Last month a peculiar thing happened at the European Parliament. Four men were observed placing books with the title Red Dalia in members’ pigeonholes. Nothing unusual, you say: pigeonholes are for putting missives in. But it wasn’t just any book, and the four men distributed it without permission. The eponymous Dalia in the book of 200-plus pages is none other than Lithuanian President Dalia Grybauskaitė, and the book alleges that she used to be involved with the KGB.
Red Dalia
© DELFI

Grybauskaitė has repeatedly warned of Russian aggression. That, Russian Deputy Foreign Minister Vasily Nebenzya warned last month, would have consequences for the Iron Lady of the Baltics. Russian Foreign Ministry spokesman Alexander Lukashevich went farther, complaining that Grybauskaitė had “belched out a new set of rude verbal assaults on Russia in an interview with a local radio station.”

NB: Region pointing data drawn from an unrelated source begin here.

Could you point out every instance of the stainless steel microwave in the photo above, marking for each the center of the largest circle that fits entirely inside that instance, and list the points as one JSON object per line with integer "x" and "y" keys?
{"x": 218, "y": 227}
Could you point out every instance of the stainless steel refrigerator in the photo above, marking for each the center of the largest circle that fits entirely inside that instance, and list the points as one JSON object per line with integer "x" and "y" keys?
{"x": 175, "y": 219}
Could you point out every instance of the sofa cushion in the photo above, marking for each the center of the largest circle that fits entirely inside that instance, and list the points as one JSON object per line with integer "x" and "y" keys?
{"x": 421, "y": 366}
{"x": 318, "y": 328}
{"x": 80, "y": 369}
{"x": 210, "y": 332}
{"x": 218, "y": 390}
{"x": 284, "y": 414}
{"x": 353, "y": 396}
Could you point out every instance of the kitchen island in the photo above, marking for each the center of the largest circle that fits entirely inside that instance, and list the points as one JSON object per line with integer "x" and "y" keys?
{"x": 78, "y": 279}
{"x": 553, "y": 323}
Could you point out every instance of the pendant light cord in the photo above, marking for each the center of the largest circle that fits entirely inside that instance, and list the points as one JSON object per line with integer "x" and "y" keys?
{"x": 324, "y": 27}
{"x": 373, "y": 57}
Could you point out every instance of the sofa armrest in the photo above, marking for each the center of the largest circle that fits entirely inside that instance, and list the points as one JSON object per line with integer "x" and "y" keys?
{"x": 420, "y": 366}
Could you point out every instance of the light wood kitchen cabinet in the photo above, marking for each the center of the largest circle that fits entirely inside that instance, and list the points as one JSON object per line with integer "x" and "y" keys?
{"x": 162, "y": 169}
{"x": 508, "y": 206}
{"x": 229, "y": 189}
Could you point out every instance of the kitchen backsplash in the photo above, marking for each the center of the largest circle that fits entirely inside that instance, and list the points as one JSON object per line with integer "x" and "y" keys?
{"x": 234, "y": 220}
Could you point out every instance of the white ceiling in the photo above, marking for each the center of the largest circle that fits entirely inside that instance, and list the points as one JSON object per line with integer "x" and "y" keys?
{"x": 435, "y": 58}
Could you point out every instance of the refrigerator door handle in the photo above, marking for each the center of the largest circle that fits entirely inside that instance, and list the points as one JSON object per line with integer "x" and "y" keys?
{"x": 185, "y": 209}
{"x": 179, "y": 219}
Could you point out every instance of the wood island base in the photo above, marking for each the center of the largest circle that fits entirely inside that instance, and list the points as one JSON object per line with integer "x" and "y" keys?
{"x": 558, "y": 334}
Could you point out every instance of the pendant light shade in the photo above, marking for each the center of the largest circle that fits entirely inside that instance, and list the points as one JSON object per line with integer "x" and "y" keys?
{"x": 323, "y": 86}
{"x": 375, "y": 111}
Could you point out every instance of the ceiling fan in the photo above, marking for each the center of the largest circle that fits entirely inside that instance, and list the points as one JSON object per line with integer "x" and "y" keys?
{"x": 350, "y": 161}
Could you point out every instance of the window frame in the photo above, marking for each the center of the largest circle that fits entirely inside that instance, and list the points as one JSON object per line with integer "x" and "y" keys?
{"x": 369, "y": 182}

But back to Red Dalia. Upon finding the volume in his cubbyhole the following day, member Antanas Guoga—a Lithuanian liberal—e-mailed Parliament President Martin Schulz regarding the mysterious literature. Francesca Ratti—acting director general of the Parliament’s Directorate-General for Security and Safety—and her staff investigated, and last week she sent Schultz her findings. What Ratti reported was explosive stuff. “Following verification, it has been established that one of the individuals who brought the books into the Parliament and distributed them was Mr. Kevin Ellul Bonici, who is a member of staff of the EFDD Secretariat,” she wrote to Schultz. “On the day of the incident, Mr. Ellul Bonici invited two guests into Parliament, one Russian citizen and one Polish citizen who was born in Moscow. We have also concluded that these two men helped distribute the books. We have not yet established the identity of the fourth person.”

EFDD is the European Parliament’s Euroskeptic group, Europe of Freedom and Direct Democracy, led by Nigel Farage of the UK Independence Party. (Ellul Bonici is also married to a Eurosceptic Maltese politician, Sharon Ellul Bonici.) As I’ve previously written in Newsweek, Russia has successfully been courting support among the European Parliament’s non-mainstream parties and is using agents of influence to shape public opinion. Shaping public opinion, presumably, was exactly Ellul Bonici and his Russia-connected friends’ mission.